2. **Allocate a non-predictable ephemeral port.** Let the OS assign an ephemeral port (`listen(0,
   '127.0.0.1')`) and treat the chosen port as a secret-ish capability; do not use a fixed
   well-known port (control §4.4). Persist it only for the local session.
3. **Generate the per-session token with a CSPRNG.** `crypto.randomBytes(32)` (≥ 256-bit),
   base64url-encoded, stored in the **OS keychain** (Keychain / DPAPI / libsecret), regenerated each
   companion start. Pass it to the guard as `expectedToken`. Never log it; never place it in a URL.
4. **Build `allowedHosts` from the actual bound port** — `['127.0.0.1:<port>', 'localhost:<port>']`
   — and pass it to every `verifyLoopbackRequest` call.
5. **Extract the presented token** from `Authorization: Bearer <token>` and pass it as `token`.
   Pass `Date.now()` as `now` and maintain `rateState` per the §4 recording contract.
6. **Call the guard before any model work.** On `allow === false`, return `verdict.status` with a
   generic body and **no** secret; do not proceed to the runtime. On `allow === true`, proceed.
7. **Emit no permissive CORS.** Never `Access-Control-Allow-Origin: *`; if any CORS header is
   emitted at all, set `Access-Control-Allow-Origin` to the **validated loopback origin only** and
   never reflect an arbitrary `Origin`. (Contrast `hub/bridge/server.mjs`, which defaults to
   `Access-Control-Allow-Origin: *` — that pattern MUST NOT be copied to the loopback endpoint.)
8. **Minimal logging.** Log admission decisions by `reason` code only; never log the token, JWT,
   `Authorization` header, `Origin`, or any note body (control §4.8).
9. **Ship its own 7-tier suite** for the bind/lifecycle layer (socket bind assertion, ephemeral-port
   randomness, keychain read/write, concurrent-connection handling) per gate §10 — the pure guard's
   suite does not absolve the listener of its own tests.
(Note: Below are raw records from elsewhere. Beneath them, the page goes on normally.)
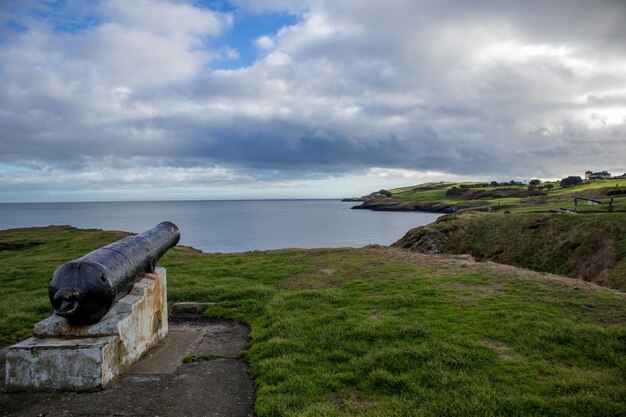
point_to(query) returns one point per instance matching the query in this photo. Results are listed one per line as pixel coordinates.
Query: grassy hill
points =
(455, 196)
(590, 247)
(377, 331)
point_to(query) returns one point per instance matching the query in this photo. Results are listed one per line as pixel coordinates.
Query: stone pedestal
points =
(64, 357)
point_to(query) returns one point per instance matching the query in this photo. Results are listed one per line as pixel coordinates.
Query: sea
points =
(230, 226)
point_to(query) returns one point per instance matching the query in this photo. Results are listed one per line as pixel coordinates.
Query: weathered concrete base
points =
(86, 358)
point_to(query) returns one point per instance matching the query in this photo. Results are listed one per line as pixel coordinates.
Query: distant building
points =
(597, 175)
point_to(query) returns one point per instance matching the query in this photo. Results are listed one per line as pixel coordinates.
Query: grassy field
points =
(554, 198)
(378, 331)
(591, 247)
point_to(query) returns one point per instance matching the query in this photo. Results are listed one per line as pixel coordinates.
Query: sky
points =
(247, 99)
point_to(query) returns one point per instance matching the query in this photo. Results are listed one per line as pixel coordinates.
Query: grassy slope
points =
(380, 332)
(591, 247)
(556, 198)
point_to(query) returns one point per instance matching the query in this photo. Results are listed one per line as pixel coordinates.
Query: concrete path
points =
(160, 384)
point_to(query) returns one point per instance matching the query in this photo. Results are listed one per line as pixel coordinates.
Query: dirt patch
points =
(502, 349)
(161, 384)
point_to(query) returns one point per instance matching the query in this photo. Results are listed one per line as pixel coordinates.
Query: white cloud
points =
(264, 42)
(398, 90)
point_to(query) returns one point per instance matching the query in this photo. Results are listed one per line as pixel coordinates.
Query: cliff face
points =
(589, 247)
(391, 204)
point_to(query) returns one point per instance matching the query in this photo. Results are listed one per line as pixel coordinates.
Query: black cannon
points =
(84, 290)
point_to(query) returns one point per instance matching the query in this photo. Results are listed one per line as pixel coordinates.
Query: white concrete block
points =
(83, 358)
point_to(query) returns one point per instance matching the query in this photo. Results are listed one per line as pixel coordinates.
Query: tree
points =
(571, 182)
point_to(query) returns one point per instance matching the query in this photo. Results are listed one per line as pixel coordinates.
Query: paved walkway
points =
(160, 384)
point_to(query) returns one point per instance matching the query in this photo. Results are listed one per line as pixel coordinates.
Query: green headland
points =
(378, 331)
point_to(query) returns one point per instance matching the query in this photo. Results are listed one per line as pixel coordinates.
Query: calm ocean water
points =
(230, 226)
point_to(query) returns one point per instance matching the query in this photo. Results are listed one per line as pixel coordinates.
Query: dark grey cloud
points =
(486, 88)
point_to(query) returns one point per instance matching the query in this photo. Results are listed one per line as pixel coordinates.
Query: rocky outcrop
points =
(584, 246)
(391, 204)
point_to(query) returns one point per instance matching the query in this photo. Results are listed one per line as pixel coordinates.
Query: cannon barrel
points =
(85, 289)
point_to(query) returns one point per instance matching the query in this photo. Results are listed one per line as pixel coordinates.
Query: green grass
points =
(555, 198)
(591, 247)
(380, 332)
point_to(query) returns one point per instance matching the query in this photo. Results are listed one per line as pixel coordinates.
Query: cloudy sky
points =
(173, 99)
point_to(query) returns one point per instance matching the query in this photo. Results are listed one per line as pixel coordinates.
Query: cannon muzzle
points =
(85, 289)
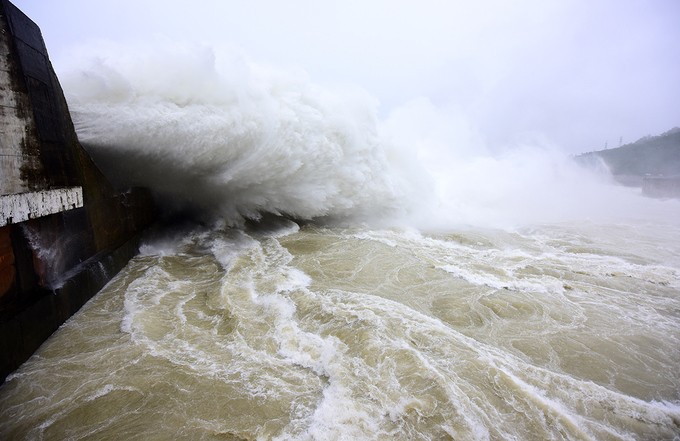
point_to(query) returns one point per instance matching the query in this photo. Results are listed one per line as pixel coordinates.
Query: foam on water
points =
(359, 334)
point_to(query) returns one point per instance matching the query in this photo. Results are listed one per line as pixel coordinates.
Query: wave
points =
(220, 135)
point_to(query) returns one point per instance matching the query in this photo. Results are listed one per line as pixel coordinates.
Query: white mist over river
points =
(428, 288)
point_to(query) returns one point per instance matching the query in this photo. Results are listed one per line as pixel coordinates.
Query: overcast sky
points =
(576, 73)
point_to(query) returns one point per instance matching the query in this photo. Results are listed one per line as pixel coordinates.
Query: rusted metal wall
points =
(75, 222)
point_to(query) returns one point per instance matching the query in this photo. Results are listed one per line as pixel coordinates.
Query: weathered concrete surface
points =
(79, 230)
(21, 207)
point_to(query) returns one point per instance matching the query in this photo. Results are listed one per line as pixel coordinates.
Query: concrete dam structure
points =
(65, 231)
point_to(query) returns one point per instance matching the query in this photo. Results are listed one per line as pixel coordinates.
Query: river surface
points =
(557, 331)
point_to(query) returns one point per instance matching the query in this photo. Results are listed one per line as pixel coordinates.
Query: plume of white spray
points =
(233, 139)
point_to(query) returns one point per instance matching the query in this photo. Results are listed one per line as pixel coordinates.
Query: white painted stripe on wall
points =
(21, 207)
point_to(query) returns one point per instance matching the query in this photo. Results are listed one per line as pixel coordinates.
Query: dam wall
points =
(64, 229)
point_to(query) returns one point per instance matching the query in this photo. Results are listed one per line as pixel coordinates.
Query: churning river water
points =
(558, 331)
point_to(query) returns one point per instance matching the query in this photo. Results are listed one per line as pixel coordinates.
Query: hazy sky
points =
(577, 73)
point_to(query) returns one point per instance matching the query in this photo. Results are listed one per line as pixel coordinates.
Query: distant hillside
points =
(648, 156)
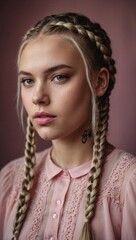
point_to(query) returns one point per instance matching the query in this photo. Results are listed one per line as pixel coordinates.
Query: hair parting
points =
(95, 48)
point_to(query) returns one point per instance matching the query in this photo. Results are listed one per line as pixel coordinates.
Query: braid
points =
(99, 153)
(24, 197)
(95, 40)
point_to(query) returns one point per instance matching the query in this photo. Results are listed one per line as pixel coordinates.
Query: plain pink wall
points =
(117, 17)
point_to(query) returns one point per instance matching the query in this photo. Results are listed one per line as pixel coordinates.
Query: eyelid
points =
(63, 77)
(24, 81)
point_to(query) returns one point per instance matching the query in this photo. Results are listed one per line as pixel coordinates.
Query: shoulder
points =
(119, 169)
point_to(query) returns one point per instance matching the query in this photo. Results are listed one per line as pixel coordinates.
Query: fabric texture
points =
(58, 202)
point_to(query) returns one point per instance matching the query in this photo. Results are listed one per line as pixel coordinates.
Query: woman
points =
(82, 187)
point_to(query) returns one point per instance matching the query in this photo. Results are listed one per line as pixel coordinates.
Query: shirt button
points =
(66, 173)
(52, 238)
(58, 202)
(54, 215)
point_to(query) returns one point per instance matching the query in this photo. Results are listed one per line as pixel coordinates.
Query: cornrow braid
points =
(99, 154)
(24, 197)
(100, 55)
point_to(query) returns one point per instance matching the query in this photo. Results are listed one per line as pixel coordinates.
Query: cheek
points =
(76, 101)
(26, 100)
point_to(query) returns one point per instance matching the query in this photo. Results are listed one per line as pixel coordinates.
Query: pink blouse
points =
(57, 208)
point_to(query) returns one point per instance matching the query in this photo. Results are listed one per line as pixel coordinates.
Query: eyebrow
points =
(47, 71)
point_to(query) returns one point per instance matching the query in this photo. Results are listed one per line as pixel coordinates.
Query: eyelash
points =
(57, 78)
(25, 82)
(62, 78)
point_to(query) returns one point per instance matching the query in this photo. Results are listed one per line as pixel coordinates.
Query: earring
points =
(86, 134)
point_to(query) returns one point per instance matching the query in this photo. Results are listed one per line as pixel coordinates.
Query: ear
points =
(101, 82)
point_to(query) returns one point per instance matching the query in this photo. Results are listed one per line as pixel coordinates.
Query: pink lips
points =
(43, 118)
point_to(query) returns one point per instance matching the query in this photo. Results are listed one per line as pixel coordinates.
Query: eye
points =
(27, 82)
(60, 78)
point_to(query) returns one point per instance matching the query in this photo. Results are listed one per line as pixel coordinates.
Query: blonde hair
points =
(95, 48)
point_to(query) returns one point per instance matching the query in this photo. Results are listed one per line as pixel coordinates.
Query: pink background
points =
(117, 17)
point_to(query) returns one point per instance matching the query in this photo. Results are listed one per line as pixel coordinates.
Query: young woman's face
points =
(54, 89)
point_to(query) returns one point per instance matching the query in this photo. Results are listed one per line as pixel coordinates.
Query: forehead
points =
(50, 47)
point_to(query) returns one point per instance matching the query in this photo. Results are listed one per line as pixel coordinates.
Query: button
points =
(66, 173)
(52, 238)
(54, 215)
(58, 202)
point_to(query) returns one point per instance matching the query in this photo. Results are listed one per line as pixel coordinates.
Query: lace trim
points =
(112, 188)
(38, 205)
(71, 210)
(17, 184)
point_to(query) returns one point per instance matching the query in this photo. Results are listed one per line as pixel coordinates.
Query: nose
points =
(40, 96)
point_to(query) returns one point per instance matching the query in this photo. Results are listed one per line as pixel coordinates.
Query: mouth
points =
(43, 118)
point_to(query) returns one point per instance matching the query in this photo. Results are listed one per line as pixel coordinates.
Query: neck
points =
(71, 154)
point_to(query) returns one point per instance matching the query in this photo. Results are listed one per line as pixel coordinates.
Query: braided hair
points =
(94, 46)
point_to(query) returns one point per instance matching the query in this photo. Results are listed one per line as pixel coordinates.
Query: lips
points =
(43, 118)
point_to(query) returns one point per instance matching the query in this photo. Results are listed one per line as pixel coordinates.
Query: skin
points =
(53, 80)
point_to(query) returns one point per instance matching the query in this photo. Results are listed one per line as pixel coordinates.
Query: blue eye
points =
(60, 78)
(27, 82)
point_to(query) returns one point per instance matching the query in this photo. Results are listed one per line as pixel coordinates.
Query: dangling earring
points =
(86, 134)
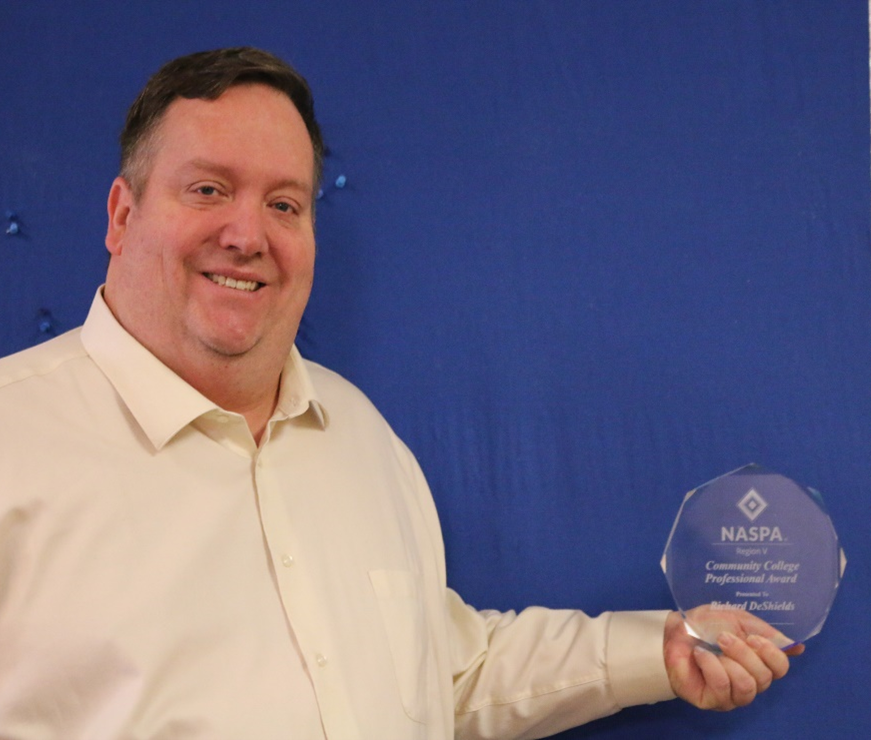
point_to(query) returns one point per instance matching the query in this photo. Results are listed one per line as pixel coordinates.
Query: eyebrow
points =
(208, 167)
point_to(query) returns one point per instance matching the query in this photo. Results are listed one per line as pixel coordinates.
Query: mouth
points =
(247, 286)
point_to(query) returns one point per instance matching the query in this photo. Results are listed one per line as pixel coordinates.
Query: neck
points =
(239, 385)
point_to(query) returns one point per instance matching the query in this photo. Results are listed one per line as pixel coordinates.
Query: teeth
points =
(248, 285)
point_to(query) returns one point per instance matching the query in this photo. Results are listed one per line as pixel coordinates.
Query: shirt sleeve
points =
(536, 673)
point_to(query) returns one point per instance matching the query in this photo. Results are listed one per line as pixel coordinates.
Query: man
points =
(203, 535)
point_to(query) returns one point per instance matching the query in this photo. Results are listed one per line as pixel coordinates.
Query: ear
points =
(119, 205)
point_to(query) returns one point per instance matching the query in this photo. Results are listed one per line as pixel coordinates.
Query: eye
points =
(285, 207)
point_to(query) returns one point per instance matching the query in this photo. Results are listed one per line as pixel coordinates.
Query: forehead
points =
(250, 123)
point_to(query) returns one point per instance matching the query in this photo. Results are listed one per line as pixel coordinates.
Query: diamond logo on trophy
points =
(753, 542)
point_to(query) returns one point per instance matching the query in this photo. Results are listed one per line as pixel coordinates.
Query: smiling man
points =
(203, 535)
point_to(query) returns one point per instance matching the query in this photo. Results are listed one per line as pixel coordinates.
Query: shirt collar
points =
(162, 402)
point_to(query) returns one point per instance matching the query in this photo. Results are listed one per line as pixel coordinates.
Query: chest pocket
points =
(400, 600)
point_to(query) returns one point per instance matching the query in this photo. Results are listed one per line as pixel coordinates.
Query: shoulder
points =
(41, 361)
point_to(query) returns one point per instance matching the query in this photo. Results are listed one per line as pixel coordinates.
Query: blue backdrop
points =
(588, 255)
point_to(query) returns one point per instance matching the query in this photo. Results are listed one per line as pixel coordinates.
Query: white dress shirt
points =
(161, 576)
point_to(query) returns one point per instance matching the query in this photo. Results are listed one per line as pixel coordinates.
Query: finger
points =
(751, 657)
(775, 660)
(743, 685)
(717, 693)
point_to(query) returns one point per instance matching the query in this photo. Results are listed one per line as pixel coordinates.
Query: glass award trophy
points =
(753, 542)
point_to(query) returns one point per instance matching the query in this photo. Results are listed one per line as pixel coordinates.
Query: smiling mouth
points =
(248, 286)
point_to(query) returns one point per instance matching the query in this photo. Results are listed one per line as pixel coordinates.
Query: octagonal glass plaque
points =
(753, 542)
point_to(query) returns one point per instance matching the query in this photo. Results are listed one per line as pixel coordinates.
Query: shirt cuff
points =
(636, 666)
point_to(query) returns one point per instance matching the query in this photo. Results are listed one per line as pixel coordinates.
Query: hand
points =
(749, 663)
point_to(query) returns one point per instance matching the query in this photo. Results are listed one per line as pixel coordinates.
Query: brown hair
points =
(207, 75)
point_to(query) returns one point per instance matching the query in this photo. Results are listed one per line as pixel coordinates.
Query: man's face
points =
(216, 257)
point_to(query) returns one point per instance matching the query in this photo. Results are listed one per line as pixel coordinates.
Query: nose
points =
(244, 228)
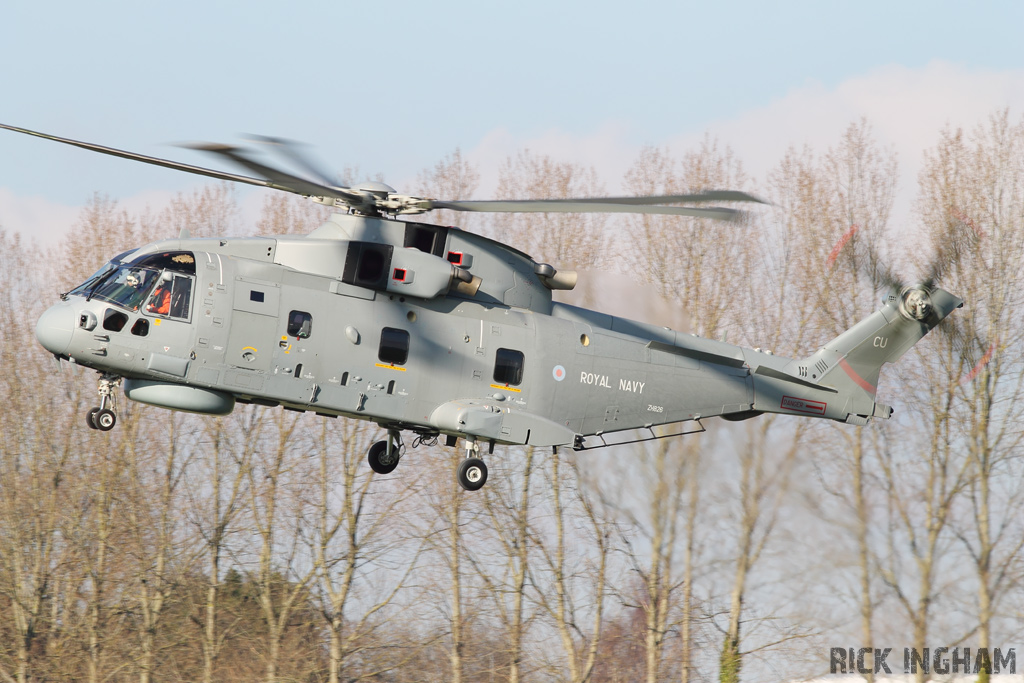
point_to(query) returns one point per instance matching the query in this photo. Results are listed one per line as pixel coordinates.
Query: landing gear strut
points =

Until that explicit Phase 5 gate is approved, **no socket is bound** and the gate's no-listener
prohibition remains in force.

---

## 7. Test obligations satisfied (gate §10, 7 tiers)

All under `test/companion-loopback-guard-*.test.mjs` (102 cases, all green):

| Tier | File | Focus |
| --- | --- | --- |
| Unit | `…-unit.test.mjs` | Each control in isolation; helpers (`parseHostHeader`, `constantTimeStringEqual`, rate helpers). |
| Integration | `…-integration.test.mjs` | Evaluation order under combined faults; rate-state lifecycle; brute-force bounding; budget-DoS prevention. |
| End-to-end | `…-e2e.test.mjs` | Realistic callers: companion UI, local CLI, cross-origin page, DNS-rebinding, stolen-token-still-blocked, full interleaved session. |
| Stress | `…-stress.test.mjs` | 100k wrong-token attempts (zero accidental allows); bounded window under 50k load; 10k-entry allowlist; pathological header bags. |
| Data-integrity | `…-data-integrity.test.mjs` | Determinism (10k identical calls); no input mutation; verdict shape; reason domain; env-independence. |
| Performance | `…-performance.test.mjs` | Sub-ms mean per-decision; 100k decisions < 2s; no super-linear blowup with window size. |
| **Security** | `…-security.test.mjs` | **Centerpiece:** missing/wrong token (constant-time, no length oracle); DNS-rebinding 403; cross-site 403; no wildcard CORS / no Origin reflection; rate-limit 429; no ambient authority; note-body-as-data; no secret in any output/reason/error; global fail-closed posture. |

---

## 8. Deferred (explicitly not Phase 2)

- The real listening socket, ephemeral-port allocation, and loopback bind — **Phase 5** behind an
  explicit gate (§6).
- OS-keychain read/write of the per-session token — Phase 3 (OAuth/keychain) / Phase 5.
- Downstream prompt construction that treats the note body strictly as data when building the model
  prompt — runtime phase (the guard guarantees the body never reaches the admission decision).
- Any change to OAuth client registration or scopes (gate "DOES NOT approve" list — unchanged).